No outro dia, fartos desta monotonia, resolvemos ligar para um dos restaurantes onde íamos, às vezes, jantar. Não faz entregas aqui, apenas ali perto. É o filho que vai entregar. Resolvemos ir nós lá. Fiquei no carro. Contou o meu marido que o restaurante, antes cheio que nem um ovo, estava (obviamente) vazio. A mulher na cozinha, como sempre esteve, mas sem ajudantes, só ela. Ele cá fora na sala a atender os pedidos (por telefone). E o filho a ver se tinha que ir fazer entregas. Diz o meu marido que estavam de máscara, o senhor com um cabelo muito grande. Não se deve ajeitar a cortar em casa. Nesse dia, uma vez chegados a casa, preparámos um gin, depois refastelámo-nos com um belo jantar que não tive que confeccionar e, no fim, para acompanhar a bela sobremesa que também veio de lá, bebemos uma bela ginja de Óbidos. Ao ver a garrafa, lembrei-me que a comprámos lá, num passeio que lá demos entre o Natal e o Ano Novo de 2019. Passeámos com vagar, subimos e descemos as ruínhas, entrei nas livrarias. Parece que foi há uma eternidade. 
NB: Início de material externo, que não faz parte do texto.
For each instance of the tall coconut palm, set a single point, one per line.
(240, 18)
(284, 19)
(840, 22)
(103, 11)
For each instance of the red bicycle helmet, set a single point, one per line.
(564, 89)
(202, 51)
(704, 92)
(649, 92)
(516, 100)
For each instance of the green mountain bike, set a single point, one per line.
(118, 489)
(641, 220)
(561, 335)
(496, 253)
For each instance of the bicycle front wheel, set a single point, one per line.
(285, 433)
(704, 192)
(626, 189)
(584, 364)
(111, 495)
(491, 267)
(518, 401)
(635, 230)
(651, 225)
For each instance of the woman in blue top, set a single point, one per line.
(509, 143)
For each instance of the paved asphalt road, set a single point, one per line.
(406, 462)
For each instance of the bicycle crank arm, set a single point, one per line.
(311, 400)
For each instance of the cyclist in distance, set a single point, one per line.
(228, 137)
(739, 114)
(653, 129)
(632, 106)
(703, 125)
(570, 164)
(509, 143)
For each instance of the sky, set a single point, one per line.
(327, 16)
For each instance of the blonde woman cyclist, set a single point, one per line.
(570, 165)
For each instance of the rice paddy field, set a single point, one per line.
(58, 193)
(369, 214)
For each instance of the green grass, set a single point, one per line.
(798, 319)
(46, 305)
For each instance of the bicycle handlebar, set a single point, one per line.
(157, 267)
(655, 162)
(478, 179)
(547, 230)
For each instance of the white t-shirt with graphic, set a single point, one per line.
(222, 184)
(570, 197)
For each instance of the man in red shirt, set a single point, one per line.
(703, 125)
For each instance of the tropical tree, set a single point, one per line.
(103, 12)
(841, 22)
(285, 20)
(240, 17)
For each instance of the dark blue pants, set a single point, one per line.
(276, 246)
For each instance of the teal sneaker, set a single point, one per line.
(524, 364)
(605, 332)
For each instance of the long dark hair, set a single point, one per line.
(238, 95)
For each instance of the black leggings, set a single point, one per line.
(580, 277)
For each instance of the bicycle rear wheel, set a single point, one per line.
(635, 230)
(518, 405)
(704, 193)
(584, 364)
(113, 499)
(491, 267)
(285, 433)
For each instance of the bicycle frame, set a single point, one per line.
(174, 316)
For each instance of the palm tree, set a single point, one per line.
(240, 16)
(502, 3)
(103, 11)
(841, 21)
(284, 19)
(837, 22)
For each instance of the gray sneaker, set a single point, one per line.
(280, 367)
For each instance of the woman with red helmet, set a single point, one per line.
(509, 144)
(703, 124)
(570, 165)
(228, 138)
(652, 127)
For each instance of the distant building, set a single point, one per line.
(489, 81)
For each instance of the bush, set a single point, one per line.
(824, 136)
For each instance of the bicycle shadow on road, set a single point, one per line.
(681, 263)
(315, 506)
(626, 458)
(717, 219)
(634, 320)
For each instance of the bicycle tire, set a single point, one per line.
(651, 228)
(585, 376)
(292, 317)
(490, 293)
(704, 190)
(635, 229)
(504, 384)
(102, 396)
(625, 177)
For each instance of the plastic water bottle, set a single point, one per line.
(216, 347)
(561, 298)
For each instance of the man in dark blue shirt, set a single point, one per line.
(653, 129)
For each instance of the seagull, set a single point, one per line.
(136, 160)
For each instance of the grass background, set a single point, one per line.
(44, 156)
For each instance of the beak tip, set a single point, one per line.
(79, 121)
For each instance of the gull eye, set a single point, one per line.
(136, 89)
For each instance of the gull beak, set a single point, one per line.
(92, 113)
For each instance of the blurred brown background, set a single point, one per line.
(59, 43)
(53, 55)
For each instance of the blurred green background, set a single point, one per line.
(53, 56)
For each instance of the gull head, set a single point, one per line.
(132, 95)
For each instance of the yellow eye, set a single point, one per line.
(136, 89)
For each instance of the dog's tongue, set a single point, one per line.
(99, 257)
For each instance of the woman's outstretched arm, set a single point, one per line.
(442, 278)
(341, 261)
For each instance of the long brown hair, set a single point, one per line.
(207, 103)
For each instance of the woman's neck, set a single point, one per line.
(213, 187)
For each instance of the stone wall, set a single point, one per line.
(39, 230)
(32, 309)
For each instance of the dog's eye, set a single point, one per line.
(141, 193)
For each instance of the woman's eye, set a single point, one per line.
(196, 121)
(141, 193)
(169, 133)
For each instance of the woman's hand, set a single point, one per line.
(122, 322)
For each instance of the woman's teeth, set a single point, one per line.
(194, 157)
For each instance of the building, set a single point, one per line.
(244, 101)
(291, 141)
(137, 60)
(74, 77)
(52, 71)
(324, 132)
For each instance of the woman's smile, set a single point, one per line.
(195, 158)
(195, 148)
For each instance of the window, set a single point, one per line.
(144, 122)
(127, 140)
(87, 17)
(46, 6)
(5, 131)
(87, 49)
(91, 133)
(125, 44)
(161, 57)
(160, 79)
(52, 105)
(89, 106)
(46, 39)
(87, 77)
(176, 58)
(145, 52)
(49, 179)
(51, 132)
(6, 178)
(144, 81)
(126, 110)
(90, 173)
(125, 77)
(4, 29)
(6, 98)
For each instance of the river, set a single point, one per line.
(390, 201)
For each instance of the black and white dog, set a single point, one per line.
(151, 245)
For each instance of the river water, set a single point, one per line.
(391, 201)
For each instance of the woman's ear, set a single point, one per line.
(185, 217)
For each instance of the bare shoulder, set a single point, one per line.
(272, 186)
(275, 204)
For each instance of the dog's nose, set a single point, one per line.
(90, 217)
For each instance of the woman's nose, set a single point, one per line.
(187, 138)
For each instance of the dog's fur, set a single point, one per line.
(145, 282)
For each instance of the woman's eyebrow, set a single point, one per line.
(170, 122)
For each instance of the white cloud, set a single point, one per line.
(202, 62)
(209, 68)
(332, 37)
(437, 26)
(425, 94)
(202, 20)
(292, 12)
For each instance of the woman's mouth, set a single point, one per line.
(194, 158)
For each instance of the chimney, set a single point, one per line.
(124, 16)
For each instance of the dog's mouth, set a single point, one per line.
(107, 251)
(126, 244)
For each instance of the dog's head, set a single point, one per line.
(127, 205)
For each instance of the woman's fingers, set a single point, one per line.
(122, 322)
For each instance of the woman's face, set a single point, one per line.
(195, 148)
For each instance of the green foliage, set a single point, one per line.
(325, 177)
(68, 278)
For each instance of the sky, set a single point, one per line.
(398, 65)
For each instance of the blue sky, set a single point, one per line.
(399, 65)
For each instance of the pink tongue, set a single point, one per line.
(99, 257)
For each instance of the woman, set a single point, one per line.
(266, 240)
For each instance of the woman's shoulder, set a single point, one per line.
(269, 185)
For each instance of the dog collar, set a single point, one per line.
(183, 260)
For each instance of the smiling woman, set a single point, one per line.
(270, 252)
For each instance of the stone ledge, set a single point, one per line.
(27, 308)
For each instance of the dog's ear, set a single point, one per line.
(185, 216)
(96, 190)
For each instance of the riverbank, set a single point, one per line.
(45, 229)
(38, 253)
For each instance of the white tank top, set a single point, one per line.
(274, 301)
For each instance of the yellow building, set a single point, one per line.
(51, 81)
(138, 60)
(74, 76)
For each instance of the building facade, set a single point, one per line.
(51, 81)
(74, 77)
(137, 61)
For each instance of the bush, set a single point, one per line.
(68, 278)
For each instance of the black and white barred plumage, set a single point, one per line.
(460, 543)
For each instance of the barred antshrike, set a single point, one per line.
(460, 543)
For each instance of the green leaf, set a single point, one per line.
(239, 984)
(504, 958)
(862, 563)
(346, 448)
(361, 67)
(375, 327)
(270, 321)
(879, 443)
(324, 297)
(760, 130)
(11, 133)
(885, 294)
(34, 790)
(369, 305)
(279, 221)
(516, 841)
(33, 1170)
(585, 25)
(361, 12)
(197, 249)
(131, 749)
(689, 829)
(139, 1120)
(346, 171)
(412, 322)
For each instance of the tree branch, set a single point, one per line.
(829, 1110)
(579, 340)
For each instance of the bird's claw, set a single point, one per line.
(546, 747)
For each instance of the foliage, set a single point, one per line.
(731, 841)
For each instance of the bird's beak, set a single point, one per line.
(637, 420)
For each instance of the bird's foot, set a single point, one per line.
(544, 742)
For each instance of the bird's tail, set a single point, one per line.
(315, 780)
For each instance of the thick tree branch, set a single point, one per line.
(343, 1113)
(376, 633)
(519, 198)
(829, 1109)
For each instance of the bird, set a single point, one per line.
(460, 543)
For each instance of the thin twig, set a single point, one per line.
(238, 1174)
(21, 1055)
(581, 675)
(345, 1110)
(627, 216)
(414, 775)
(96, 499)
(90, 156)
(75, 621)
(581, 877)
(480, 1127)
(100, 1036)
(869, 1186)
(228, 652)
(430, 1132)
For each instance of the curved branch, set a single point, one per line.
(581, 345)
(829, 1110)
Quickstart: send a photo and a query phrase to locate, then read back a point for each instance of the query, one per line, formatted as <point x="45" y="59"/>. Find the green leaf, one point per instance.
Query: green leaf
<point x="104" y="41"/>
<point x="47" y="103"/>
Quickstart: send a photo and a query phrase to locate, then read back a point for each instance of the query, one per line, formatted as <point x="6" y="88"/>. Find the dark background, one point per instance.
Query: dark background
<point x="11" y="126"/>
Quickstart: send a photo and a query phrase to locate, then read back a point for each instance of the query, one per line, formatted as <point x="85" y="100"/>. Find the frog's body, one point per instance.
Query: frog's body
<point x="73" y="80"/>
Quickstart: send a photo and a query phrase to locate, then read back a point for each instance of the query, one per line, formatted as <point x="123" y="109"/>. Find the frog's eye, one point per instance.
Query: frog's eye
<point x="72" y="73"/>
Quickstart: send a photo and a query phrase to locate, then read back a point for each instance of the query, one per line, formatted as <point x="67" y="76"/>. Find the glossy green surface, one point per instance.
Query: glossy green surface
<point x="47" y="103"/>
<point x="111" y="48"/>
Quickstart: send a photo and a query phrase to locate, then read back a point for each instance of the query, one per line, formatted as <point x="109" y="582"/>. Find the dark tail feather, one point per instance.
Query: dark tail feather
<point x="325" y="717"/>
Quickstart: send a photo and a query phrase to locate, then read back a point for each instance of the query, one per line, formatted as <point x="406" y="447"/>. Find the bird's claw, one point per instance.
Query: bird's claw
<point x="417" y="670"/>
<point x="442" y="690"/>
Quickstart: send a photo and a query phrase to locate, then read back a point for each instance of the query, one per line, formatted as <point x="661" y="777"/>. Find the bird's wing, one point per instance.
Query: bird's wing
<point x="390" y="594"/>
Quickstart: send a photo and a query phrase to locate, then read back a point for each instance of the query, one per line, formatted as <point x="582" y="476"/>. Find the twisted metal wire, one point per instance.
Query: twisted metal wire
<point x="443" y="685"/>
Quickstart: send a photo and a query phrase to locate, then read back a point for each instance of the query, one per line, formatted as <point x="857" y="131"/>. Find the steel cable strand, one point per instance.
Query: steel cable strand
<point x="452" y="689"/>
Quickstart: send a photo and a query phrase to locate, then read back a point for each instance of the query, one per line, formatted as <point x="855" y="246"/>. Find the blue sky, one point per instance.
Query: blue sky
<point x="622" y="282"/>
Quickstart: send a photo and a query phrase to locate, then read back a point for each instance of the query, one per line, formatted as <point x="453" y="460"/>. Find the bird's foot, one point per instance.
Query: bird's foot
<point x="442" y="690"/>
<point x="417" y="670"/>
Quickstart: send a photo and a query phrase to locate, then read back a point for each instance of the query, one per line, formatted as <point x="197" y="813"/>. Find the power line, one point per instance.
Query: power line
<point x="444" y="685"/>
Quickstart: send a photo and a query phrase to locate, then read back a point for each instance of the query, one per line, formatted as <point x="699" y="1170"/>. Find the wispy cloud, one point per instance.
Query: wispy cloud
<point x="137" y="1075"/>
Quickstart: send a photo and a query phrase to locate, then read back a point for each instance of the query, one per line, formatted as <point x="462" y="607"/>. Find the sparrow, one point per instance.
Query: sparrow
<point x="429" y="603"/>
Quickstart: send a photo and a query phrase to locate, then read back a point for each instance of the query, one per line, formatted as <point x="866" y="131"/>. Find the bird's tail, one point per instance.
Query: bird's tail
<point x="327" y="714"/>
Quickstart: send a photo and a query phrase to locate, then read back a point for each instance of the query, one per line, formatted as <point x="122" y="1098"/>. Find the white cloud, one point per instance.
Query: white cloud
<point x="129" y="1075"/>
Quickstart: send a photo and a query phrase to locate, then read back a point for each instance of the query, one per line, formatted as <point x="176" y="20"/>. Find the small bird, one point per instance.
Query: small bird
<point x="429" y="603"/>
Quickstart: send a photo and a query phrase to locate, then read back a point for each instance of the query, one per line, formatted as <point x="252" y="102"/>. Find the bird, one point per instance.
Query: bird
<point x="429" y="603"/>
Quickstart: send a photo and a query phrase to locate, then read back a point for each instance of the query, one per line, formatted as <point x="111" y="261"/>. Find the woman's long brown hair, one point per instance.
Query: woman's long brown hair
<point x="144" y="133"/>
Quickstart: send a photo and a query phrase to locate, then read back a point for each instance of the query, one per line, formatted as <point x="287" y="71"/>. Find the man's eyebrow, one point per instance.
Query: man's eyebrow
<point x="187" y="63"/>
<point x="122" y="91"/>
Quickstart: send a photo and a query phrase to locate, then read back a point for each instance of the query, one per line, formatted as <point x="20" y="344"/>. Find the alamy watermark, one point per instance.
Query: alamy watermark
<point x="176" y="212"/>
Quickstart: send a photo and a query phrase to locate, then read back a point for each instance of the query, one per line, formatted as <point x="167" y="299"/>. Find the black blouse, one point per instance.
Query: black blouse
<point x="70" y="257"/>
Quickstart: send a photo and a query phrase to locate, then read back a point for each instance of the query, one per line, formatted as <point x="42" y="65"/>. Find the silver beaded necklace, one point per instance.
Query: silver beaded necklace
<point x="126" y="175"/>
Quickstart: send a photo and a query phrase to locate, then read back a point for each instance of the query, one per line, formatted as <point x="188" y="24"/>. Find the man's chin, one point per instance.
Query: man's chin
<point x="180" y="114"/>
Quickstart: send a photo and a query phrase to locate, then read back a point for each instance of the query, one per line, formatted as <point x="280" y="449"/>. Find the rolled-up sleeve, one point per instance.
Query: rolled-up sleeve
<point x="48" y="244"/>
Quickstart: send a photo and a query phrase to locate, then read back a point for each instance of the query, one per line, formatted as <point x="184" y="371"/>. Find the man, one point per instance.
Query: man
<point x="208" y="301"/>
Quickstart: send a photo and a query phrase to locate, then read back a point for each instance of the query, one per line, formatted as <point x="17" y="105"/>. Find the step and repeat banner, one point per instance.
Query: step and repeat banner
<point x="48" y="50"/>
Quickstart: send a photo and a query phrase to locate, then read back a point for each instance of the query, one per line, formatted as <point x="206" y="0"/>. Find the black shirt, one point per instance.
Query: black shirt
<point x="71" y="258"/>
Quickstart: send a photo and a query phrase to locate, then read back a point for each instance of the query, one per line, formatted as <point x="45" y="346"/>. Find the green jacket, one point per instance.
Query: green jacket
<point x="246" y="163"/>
Era, para nós, muito natural passearmos. Agora, mesmo que, dentro de algum tempo seja levantado o confinamento, já teremos adquirido outros hábitos. Já não iremos com a mesma naturalidade a restaurantes, quereremos verificar se estão arejados, se há distanciamento, estaremos atentos às máscaras, teremos receio que alguém tenha tossido e deixado gotículas no lugar ou nas coisas em que vamos mexer. 

Estranho, tudo isto.

Enfim.

No meu jardim reina o silêncio. Mal se ouve algum pássaro. De vez em quando, algum lá bem no alto, muitas vezes ao longe. De todos aqueles que tanto cantavam agora nem um pio. Não sei onde andam. Estarão transidos de frio, sem vontade de alegrias?

Há ainda laranjas nas laranjeiras e são muito, muito doces. E tangerinas. Mas estas caem muito. O jasmim está a ficar florido. Não consigo deixar de lá mergulhar o rosto para aspirar o perfume que é intenso demais para o meu gosto. Ainda assim cheiro. Quero perceber se o perfume vai evoluir.

Uma outra trepadeira, uma que deixou a anterior proprietária espantada pelo que cresceu, está agora a florir, uma flor com uma cor inesperada, muito bonita.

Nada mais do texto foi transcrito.